Fluffy Banana Muffins

Fluffy Banana Muffins

Ingredients:

  • 3 medium ripe bananas (mashed)

  • ½ cup (100 g) sugar

  • ⅓ cup (80 ml) vegetable oil or melted butter

  • 1 large egg

  • 1 tsp vanilla extract

  • 1 ½ cups (190 g) all-purpose flour

  • 1 tsp baking soda

  • 1 tsp baking powder

  • ½ tsp cinnamon (optional, but adds great flavor)

  • ¼ tsp salt

Instructions:

  1. Preheat your oven to 180°C (350°F) and line a muffin tray with paper liners or lightly grease the cups.

  2. Mash the bananas: In a large bowl, mash the ripe bananas with a fork or potato masher until smooth, with just a few small chunks remaining.

  3. Mix wet ingredients: To the mashed bananas, add the sugar, vegetable oil (or melted butter), egg, and vanilla extract. Stir well until everything is combined.

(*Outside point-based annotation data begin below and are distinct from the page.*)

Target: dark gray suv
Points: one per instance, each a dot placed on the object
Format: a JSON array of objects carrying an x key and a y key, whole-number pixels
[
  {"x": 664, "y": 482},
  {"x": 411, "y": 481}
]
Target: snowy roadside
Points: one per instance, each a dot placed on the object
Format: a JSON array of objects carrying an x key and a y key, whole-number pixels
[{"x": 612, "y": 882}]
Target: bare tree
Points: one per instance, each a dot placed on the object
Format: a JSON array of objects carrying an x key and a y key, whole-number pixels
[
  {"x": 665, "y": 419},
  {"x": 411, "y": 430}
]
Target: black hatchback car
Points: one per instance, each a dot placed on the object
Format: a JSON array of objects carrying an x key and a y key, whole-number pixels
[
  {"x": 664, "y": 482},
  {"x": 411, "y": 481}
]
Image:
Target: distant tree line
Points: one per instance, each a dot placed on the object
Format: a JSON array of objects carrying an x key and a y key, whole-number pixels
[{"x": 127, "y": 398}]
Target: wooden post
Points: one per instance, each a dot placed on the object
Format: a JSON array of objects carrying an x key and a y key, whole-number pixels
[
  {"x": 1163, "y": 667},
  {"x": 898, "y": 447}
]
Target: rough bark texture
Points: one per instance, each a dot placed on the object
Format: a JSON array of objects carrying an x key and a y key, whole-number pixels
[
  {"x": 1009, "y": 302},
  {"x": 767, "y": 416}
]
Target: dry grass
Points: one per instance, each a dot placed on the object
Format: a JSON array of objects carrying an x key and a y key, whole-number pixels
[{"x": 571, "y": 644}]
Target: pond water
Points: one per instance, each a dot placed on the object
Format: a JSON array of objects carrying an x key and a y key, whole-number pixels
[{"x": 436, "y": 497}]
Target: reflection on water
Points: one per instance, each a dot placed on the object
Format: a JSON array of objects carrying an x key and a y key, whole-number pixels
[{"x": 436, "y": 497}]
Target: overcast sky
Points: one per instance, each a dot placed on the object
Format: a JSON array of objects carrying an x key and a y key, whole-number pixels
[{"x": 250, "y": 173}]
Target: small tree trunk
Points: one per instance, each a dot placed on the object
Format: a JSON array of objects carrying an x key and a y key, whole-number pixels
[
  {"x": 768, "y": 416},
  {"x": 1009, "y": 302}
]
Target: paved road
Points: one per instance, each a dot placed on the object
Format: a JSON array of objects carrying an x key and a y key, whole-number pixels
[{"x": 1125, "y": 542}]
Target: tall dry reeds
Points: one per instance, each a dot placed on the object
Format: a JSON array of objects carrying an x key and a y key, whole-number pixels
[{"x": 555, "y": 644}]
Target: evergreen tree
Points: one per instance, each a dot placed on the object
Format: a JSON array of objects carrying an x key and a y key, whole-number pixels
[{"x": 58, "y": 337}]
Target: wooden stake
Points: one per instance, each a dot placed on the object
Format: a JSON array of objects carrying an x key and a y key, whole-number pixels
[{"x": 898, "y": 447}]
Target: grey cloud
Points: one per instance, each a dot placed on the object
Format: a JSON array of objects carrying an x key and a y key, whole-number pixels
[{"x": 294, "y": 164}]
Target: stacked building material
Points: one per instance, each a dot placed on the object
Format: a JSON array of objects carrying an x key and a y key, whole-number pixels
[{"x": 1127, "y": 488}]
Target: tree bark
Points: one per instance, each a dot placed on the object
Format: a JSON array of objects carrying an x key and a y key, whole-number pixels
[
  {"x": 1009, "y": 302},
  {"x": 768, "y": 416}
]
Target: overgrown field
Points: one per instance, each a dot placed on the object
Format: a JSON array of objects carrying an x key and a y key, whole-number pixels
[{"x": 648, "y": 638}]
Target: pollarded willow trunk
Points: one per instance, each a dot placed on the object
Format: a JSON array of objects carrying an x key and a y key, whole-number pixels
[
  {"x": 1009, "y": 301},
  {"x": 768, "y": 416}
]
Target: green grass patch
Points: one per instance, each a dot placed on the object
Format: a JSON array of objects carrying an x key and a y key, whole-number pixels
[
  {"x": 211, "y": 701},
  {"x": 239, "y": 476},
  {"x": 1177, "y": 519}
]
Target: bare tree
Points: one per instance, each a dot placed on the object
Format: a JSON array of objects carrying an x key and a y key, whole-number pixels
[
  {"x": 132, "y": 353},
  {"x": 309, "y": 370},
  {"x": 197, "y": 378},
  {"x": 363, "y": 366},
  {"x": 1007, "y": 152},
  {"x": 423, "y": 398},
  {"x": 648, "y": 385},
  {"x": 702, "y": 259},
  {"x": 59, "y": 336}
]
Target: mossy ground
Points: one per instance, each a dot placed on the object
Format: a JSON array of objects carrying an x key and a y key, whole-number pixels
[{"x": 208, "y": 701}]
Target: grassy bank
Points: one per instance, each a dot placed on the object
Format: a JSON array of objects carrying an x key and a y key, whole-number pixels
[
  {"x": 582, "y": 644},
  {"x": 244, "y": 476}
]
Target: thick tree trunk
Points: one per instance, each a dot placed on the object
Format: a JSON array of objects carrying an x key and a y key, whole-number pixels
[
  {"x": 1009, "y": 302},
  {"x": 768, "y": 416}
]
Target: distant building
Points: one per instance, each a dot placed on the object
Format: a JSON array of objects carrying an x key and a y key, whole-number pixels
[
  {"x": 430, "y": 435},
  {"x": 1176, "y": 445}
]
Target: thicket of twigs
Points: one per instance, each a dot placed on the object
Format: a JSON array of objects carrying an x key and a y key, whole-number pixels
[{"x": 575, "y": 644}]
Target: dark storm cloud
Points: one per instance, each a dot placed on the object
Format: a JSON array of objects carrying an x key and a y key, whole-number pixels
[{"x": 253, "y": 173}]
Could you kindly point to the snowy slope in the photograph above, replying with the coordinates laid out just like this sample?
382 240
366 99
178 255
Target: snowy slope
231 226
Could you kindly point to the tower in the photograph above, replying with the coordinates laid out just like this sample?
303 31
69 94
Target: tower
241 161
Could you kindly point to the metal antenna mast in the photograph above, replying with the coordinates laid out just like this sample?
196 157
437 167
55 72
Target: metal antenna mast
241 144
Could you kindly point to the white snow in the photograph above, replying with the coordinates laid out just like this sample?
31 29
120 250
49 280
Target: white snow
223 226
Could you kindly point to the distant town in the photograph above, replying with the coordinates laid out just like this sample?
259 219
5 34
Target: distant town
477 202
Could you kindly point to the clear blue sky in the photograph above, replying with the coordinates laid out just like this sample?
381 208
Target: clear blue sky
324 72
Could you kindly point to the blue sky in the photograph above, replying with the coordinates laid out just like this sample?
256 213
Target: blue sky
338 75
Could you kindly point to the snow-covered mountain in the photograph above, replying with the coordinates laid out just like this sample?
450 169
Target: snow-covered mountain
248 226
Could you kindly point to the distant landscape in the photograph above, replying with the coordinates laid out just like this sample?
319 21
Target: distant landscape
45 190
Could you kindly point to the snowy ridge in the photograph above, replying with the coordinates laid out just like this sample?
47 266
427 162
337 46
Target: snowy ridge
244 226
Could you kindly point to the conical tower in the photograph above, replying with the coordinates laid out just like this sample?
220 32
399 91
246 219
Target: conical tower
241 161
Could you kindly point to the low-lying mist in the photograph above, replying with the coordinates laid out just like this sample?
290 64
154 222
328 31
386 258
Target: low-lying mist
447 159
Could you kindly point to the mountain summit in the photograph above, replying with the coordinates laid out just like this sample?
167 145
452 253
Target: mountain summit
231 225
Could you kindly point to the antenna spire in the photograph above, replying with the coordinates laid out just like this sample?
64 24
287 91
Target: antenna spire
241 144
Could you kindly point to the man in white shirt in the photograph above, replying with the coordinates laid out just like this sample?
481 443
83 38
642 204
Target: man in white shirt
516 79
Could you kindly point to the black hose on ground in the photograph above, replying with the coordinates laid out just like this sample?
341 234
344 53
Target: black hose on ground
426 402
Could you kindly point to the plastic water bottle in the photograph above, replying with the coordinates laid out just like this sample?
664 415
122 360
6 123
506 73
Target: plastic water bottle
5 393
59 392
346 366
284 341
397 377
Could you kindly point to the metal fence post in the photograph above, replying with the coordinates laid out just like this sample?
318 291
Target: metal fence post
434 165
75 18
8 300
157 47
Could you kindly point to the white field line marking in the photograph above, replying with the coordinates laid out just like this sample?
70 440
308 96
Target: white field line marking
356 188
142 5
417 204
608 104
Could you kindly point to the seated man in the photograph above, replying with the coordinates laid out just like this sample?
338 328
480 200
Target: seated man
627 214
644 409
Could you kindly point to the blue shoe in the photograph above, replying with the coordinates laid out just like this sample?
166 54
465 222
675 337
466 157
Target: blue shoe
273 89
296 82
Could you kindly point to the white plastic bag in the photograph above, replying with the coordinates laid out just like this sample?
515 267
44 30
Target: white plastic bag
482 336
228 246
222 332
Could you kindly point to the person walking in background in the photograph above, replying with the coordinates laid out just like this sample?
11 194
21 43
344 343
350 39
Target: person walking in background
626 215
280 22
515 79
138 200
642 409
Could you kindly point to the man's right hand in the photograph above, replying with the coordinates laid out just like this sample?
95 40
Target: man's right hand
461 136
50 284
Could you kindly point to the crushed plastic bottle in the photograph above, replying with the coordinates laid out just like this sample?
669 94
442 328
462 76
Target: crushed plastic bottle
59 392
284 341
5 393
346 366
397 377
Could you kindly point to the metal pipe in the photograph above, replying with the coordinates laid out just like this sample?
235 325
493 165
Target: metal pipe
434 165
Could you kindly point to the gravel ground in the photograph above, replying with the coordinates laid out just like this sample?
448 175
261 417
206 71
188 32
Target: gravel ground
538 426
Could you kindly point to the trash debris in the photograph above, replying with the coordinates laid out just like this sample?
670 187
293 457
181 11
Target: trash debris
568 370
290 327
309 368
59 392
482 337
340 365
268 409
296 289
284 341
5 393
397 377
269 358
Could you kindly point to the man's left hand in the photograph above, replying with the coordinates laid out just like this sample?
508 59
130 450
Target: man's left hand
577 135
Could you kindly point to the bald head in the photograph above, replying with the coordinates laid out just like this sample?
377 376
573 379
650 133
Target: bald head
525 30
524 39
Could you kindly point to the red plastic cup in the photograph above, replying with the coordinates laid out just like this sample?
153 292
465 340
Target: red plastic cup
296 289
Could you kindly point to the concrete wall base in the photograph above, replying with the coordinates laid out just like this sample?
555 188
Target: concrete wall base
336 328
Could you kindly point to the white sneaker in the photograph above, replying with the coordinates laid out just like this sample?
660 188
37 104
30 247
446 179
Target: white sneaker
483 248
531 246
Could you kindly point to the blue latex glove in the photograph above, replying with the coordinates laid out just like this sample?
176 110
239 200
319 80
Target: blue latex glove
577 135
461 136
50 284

  4. Whisk dry ingredients: In a separate bowl, whisk together the all-purpose flour, baking soda, baking powder, cinnamon (if using), and salt.

  5. Combine wet and dry ingredients: Gradually add the dry ingredients to the wet ingredients. Stir gently with a spatula or spoon—be careful not to overmix! The batter should be just combined, with some lumps still present.

  6. Fill muffin cups: Divide the muffin batter evenly among the 12 muffin cups, filling each about ¾ full.

  7. Bake: Place the muffin tray in the oven and bake for 18–22 minutes, or until a toothpick inserted into the center comes out clean.

  8. Cool: Allow the muffins to cool in the tray for a few minutes, then transfer them to a wire rack to cool completely.

  9. Serve: Enjoy warm, or store in an airtight container for up to 3 days.

Tips:

  • Banana ripeness: The riper the bananas, the sweeter and more flavorful the muffins will be.
  • Add-ins: Feel free to mix in some chocolate chips, chopped walnuts, or a handful of oats for texture.

  • Storage: These muffins freeze well. Just wrap them individually in plastic wrap or foil and store in an airtight bag for up to 3 months.